Two events have shown that the Independent Electoral and Boundaries Commission (IEBC) may be on the right track in its preparations for the August 9 elections.
Consultations are useful to help lower political temperatures as voters prepare to exercise their constitutional right to elect their leaders from the grassroots to the national levels.
The consultations also boost public confidence in the electoral process.
The first event was last Friday’s meeting between IEBC chairman Wafula Chebukati and his team, and the National Police Service boss, Inspector-General of Police Hillary Mutyambai, and Directorate of Criminal Investigations chief George Kinoti in the wake of the recent controversy over the arrest of three Venezuelans who were found with election stickers in their private luggage on their arrival in Nairobi.
Mr Mutyambai and Mr Chebukati have pledged to work together closely after resolving a misunderstanding that had sparked an ugly exchange of words.
This is something Kenyans will welcome.
The second was yesterday’s IEBC meeting with representatives of political parties.
They discussed contentious issues on the elections and issued a joint statement.
The Kenya Kwanza Alliance and Azimio la Umoja One Kenya Coalition had accused the IEBC of having an extra set of result declaration forms for ulterior motives.

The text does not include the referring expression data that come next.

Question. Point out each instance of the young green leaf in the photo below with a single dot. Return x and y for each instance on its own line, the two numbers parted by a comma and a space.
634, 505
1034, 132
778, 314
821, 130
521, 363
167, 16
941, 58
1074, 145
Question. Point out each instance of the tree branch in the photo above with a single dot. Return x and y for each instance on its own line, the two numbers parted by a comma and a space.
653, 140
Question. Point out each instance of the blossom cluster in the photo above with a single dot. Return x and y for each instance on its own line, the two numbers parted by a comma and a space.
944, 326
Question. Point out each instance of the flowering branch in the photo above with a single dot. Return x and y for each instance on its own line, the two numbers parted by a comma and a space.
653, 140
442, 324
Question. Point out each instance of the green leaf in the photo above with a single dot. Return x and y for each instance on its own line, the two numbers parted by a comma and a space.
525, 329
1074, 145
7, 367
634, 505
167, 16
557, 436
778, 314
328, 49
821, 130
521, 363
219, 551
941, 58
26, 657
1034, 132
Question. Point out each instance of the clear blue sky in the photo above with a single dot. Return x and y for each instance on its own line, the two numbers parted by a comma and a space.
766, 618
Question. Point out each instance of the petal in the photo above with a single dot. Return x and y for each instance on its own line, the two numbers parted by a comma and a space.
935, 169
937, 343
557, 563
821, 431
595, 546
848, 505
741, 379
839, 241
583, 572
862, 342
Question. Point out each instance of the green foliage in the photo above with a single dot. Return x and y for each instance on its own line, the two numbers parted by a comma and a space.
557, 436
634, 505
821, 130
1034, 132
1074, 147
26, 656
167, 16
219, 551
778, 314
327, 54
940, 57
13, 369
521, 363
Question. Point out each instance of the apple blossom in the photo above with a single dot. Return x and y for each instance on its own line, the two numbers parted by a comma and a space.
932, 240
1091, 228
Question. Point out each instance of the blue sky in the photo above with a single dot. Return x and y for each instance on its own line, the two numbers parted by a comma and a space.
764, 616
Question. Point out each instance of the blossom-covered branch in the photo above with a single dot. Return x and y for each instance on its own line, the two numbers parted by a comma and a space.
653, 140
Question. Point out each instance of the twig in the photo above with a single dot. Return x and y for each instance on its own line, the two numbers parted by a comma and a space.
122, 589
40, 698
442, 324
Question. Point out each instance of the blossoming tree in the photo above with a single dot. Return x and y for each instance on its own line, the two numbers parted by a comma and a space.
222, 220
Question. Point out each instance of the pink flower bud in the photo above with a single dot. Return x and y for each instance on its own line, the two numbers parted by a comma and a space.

However, the IEBC assured them that only the first booklet of Form 34-A will be used in the transmission of presidential election results.
The electoral agency has also promised to hold daily briefings in the countdown to the polling day.
The active involvement of political actors is key, as it provides a chance to negotiate and agree on sticky issues.
However, it is important that some details in the agreements be made public to clear any doubts in people’s minds.
The issues that were resolved had been widely reported and when officials declare that an understanding has been reached, details should be revealed unless they constitute classified information that could compromise election preparedness.
It is, indeed, in the interest of all that the coming elections are free and fair.